# Общий раздел > Форум свободного общения > Игры и Конкурсы >  Голосуем в конкурсе профилей

## Asteriks

*Начинаем голосование*  

*Можно выбрать три лучших профиля.  Соответственно, проголосовать от 1 до 3 раз. 

Выберите сразу тех участников, за которых хотите проголосовать, поставьте всем галочки, затем ПРОГОЛОСОВАТЬ.

 Хотя голосование с выбором троих, но зайти в него Вы сможете только ОДИН РАЗ!!!!


И обязательно отписаться в теме, если больше, чем за одного. 

*
Жмякайте на ссылку, смотрите, закрывайте окошко - вернётесь к следующей ссылке.

1. Asteriks *Мой профиль тут*

2. Sanych Смотреть

3. Marusja а это мой профиль

4. ZYOBRA_70 Мой профиль: http://zhodino.besthost.by/member.php?u=21

5. Pasha_49 Енто мой профиль

6. Femida http://zhodino.besthost.by/member.php?u=177

7. Jemal http://zhodino.besthost.by/member.php?u=107 - вот

8. Banderlogen http://zhodino.besthost.by/member.php?u=26

9. Vanya http://zhodino.besthost.by/member.php?u=2 ну какгбэ вот

----------


## Asteriks

Проголосовала за Ваню, Пашу,  Зёбру. 
*У Вани* классика - черный с красным. И ужасная фотка. Но прикольная авка. За это ему "какбэ вот" первое место. И за то что "нененене", а сделал.
У *Паши* травка такая зелёненькая. Второе.
А у *Зёбры* давно профиль оформлен, фотка такая жизненно-отдыхающая на природе. Пусть будет третье место.
У всех понравились профили. Трудно было выбрать.

----------


## Banderlogen

Проголосовал только за Марусю.
Потому что лучшее сочетаніе цветов оформления и фотка 

Не понравилось у остальных что. Много зеленого. Светло-зеленый на светлом фоне, Синий-фиолетовый-розовый на синес-фиолетовом-розовом. Ну так получилось.

----------


## Sanych

Блин, расписал подробно и проголосовал, а пост не сохранил. Поэтому в кратце: не люблю тёмные цвета. Все с тёмными отпали сразу. Поэтому - Маруся, Зёбра. А вот если б Banderlogen добавил картиночку какую, мог бы стать третьим наверняка. А так - Астерикс.

----------


## Asteriks

Саныч, надо дополнение к Мозиле ставить. Lazarus. Твой профиль мне нравится, а фотка актёра твоего любимого нет. Так что... из-за Вальдемара твоего тебя не выбрала, или как его там?

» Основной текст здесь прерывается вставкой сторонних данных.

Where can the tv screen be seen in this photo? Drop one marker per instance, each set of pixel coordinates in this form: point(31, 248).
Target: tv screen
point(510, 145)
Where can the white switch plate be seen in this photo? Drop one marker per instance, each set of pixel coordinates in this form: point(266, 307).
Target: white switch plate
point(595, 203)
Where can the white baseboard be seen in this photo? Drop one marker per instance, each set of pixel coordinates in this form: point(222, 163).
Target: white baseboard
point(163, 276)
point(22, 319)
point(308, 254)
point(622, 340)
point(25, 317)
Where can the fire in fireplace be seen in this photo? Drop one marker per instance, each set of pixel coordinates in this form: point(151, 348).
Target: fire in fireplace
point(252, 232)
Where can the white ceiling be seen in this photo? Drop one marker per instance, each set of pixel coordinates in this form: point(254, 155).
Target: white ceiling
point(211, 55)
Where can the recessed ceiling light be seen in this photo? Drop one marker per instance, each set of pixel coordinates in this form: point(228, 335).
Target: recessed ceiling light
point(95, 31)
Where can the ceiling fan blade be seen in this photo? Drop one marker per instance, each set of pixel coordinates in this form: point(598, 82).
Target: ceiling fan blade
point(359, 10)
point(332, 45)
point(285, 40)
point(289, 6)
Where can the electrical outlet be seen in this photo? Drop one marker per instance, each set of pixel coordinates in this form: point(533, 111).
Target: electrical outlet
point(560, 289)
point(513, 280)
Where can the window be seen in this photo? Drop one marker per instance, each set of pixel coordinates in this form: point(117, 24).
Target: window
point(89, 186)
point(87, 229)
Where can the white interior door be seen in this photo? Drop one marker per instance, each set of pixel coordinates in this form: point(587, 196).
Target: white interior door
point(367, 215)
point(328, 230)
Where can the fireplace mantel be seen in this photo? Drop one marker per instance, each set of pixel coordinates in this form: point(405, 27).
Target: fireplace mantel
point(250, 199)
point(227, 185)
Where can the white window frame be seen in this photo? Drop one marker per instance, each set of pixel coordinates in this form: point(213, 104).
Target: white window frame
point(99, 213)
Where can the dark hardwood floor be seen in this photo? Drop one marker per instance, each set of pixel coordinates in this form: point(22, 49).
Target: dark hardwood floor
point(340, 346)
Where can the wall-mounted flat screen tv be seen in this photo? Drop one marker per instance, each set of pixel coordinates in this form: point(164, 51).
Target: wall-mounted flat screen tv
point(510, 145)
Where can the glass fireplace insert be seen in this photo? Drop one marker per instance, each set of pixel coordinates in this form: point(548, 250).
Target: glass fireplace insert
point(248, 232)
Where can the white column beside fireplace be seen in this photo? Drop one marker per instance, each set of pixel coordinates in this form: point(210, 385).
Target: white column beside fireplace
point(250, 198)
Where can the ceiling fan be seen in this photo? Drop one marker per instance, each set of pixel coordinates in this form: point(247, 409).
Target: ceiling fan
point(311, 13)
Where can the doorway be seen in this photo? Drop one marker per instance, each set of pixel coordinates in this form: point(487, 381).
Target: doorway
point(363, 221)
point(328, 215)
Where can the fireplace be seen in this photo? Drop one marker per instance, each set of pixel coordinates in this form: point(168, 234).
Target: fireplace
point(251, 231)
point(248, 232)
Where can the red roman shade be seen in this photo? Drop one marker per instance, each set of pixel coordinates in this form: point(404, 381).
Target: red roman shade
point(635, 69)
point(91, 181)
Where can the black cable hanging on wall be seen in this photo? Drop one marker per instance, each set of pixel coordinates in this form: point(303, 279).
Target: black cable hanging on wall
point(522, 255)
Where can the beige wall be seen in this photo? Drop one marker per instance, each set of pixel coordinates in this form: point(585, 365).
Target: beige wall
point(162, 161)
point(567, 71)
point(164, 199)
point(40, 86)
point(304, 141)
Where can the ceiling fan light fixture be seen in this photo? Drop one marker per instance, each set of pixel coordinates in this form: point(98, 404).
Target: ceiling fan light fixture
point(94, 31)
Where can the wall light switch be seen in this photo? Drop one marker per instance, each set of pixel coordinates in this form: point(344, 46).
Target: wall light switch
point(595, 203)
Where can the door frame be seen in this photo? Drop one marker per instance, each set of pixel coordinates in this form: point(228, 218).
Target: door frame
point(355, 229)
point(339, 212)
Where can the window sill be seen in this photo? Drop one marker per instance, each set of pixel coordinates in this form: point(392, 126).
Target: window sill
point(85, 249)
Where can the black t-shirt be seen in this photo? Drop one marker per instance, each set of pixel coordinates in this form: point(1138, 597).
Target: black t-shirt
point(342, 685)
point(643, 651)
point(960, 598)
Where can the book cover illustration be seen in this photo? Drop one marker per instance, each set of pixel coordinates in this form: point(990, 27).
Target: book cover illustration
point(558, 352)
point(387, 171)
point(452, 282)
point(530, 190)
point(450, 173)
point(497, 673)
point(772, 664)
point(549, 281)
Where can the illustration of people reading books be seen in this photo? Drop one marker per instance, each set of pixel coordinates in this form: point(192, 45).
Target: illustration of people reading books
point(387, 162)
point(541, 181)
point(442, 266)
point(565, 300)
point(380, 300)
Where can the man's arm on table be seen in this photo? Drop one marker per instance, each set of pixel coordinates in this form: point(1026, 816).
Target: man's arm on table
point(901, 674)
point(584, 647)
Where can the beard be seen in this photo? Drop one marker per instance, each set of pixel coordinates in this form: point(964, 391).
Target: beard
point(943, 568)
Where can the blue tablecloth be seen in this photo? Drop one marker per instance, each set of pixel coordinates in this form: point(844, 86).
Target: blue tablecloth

Это сикретик. Может кто и не знает  А зовут его - Тильман Валентин Швайгер.(Саныч)

----------


## VirDignus

я проголосовал, все участники достойны....

----------


## Akasey

я голосую за Марусю

----------


## Serj_2k

Ваня, свой человек ))
Marusja, пусть даме будет приятно ))
Banderlogen, потому што так надо ))

----------


## Pasha_49

Banderlogen, понравился профиль.
А за двух других не голосуется(( Не зная почему
Так бы отдал ещё голоса Ване и Jemal или Марусе.

----------


## Asteriks

*Результаты конкурса профилей!*

*1-место:* *Marusja*
*2-e место* разделили *Vanya* & *Banderlogen.*
*На 3-м месте* *Zyobra_70*

*Поздравляем победителей!*

----------


## Jemal

Ура!!! Ура!!! Присоединяюсь к поздравлениям!
:MexicanWave: - урррра!

----------


## Vanya

блииин...не успел =\ чот в чате засиделся и всё прозевал

----------


## Asteriks

*Маруся, это тебе:*



*Это Логену:*



*Это Ване: * 


*А это Зёбре_70:
*

----------


## Marusja

ОЙ, я прям и неожидала...на самом деле побеждать чертовски приятно

----------


## АВИАТОР

Мда.....было время. Странно, сайт столько лет и ещё жив...

----------